Christopher Nolan legt seinen Film über den "Vater der Atombombe" Robert Oppenheimer nicht als klassisches Biopic an, sondern als in mehreren Erzählsträngen verschachteltes ambivalentes Porträt eines Wissenschaftlers, wobei auch das Spannungsverhältnis von Wissenschaft, Militär und Politik und die Verantwortung des Einzelnen ausgeleuchtet werden: Technisch brillantes, komplexes, aber auch sehr dialoglastiges Kino, das von einem großartigen Cillian Murphy in der Titelrolle getragen wird.
Christopher Nolan hat für seinen 12. Kinofilm nicht nur Kai Birds und Martin J. Sherwins 2005 erschienene Biographie "American Prometheus: The Triumph and Tragedy of J. Robert Oppenheimer" adaptiert, sondern stellt dem dreistündigen Werk gleich auch noch ein Insert voran, mit dem der Physiker Robert Oppenheimer mit dem mythischen Prometheus in Verbindung gesetzt wird.

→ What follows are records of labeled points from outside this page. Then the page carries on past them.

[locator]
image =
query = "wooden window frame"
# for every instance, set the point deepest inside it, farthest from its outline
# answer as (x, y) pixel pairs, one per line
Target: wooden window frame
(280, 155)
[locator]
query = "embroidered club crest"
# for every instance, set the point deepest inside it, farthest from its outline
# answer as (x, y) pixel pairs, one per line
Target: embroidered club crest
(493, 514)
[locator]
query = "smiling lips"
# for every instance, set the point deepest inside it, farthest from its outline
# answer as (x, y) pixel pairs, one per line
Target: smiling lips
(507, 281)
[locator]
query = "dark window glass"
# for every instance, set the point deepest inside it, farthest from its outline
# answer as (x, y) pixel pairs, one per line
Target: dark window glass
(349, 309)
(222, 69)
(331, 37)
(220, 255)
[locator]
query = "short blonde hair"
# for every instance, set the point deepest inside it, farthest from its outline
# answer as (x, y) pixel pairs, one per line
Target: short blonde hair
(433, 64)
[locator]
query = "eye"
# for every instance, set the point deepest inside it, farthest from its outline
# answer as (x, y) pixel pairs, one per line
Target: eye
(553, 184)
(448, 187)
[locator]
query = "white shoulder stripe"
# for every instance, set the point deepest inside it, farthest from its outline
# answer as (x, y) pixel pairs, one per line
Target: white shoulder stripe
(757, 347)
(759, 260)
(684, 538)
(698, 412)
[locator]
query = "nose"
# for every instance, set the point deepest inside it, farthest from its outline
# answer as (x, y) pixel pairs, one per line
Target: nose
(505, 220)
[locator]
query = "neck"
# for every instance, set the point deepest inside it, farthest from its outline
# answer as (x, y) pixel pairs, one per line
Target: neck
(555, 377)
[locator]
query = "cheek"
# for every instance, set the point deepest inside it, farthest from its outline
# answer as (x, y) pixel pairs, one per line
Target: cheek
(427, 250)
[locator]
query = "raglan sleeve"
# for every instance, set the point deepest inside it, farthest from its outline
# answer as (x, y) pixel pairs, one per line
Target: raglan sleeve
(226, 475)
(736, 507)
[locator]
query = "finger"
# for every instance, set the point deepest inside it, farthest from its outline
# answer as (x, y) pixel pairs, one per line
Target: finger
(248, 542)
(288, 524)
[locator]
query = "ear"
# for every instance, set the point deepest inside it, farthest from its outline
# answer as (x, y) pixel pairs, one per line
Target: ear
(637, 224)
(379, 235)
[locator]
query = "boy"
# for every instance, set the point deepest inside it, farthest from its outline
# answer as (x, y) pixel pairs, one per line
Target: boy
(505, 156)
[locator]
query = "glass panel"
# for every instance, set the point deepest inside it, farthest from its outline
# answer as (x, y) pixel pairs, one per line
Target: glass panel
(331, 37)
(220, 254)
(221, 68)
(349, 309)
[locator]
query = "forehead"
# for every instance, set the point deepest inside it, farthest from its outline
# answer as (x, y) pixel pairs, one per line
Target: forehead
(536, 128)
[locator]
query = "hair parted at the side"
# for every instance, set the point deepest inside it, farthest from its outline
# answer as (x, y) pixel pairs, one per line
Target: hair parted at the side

Vorgegeben ist mit diesem Hinweis auf Prometheus´ Diebstahl des Feuers, den der Titan mit Fesselung und Folterung an einem Felsen im Kaukasus bezahlte, dass eine Geschichte von Aufstieg und Fall folgen wird.
Während Prometheus freilich meist als Heros gesehen wird, der sich zum Wohle der Menschheit geopfert hat, hat Oppenheimers Entwicklung der Atombombe von Anfang an Verderben mit sich gebracht. Die auf das Insert folgenden Regentropfen in einer Pfütze schlagen dabei ein visuelles Motiv an, das sich leitmotivisch durch "Oppenheimer" zieht. Nicht nur dieses Bild wird sich später an einem Teich wiederholen, auch stellt sich eine Analogie zwischen den Kreise ziehenden Tropfen und den Wellen bei der Versuchen der Kernspaltung und schließlich beim Trinity-Atombombentest ein. Gleichzeitig kann man darin aber auch eine Metapher für die Kreise sehen, die jede Handlung mit sich zieht.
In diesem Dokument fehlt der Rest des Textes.